As someone who was most recently at a foundation that closed its doors due to the Madoff Ponzi scheme, I approached the “Investing in Uncertain Times” session with a heightened level of interest. Jeffrey Solomon (Andrea and Charles Bronfman Philanthropies) set the stage by providing context: due to Madoff, 51 foundations died, 143 were affected. With such a provocative beginning, he shared the warning sign that kept one foundation from investing and noted that “social prominence did not trump due diligence.”
Melissa Berman (Rockefeller Philanthropy Advisors) underscored how many Ponzi schemes are built on relationships and trust, oftentimes exploiting those “built in the sacred, not secular, world that does not have to do with data and facts.” But in the face of broken trust in established relationships and vehicles, she highlighted this as an opportunity to explore strategies like mission-related investments, which offer the opportunity to expand the capacity of foundations, especially when assets may be down.

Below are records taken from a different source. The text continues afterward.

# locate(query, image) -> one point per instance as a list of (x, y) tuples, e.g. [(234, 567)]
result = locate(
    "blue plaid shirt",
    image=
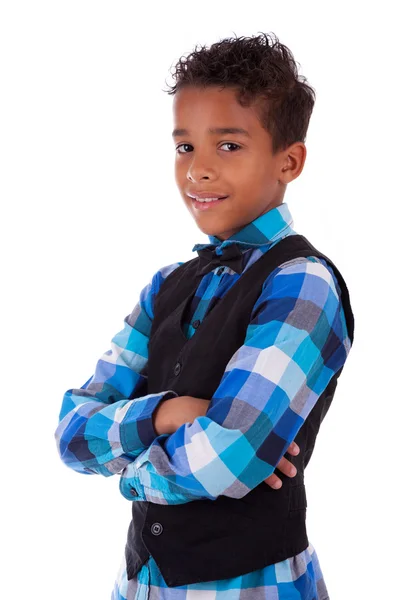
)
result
[(106, 426)]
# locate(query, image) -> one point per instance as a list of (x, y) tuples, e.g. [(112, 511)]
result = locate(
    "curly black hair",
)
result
[(261, 70)]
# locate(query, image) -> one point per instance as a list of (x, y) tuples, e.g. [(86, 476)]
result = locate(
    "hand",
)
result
[(171, 414), (285, 466)]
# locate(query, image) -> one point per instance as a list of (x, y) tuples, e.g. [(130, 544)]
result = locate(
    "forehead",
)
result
[(212, 107)]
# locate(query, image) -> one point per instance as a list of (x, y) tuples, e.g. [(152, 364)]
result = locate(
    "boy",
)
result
[(228, 361)]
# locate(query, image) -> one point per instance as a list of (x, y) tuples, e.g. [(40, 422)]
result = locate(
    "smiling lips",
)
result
[(208, 194)]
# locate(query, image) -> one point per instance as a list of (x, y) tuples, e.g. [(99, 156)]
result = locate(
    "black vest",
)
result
[(208, 540)]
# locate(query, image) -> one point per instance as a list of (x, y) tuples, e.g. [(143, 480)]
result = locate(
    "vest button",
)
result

Mark Charendoff, President of the Jewish Funders Network, shared the response from the Jewish funding community in the aftermath of the news. During Christmas week, 30 funders gathered together to figure out how to react, willing to work with funders they never met before in order to help grantees. The group offered interest-free loans of up to $300,000/year to groups, used existing relationships with lawyers and other professionals to provide pro-bono services for grantee organizations, and tapped existing networks to help connect those affected to potential new grants and opportunities.
Earlier in the morning, in reference to working with grantees, Bloomberg had quipped: “In God we trust; everybody else, bring data.”
In this session, funders took that lesson to heart. The session took a moment of tragedy for the philanthropic community and turned it into a teachable moment.
Kaberi Banerjee-Murthy is a board member of Resource Generation.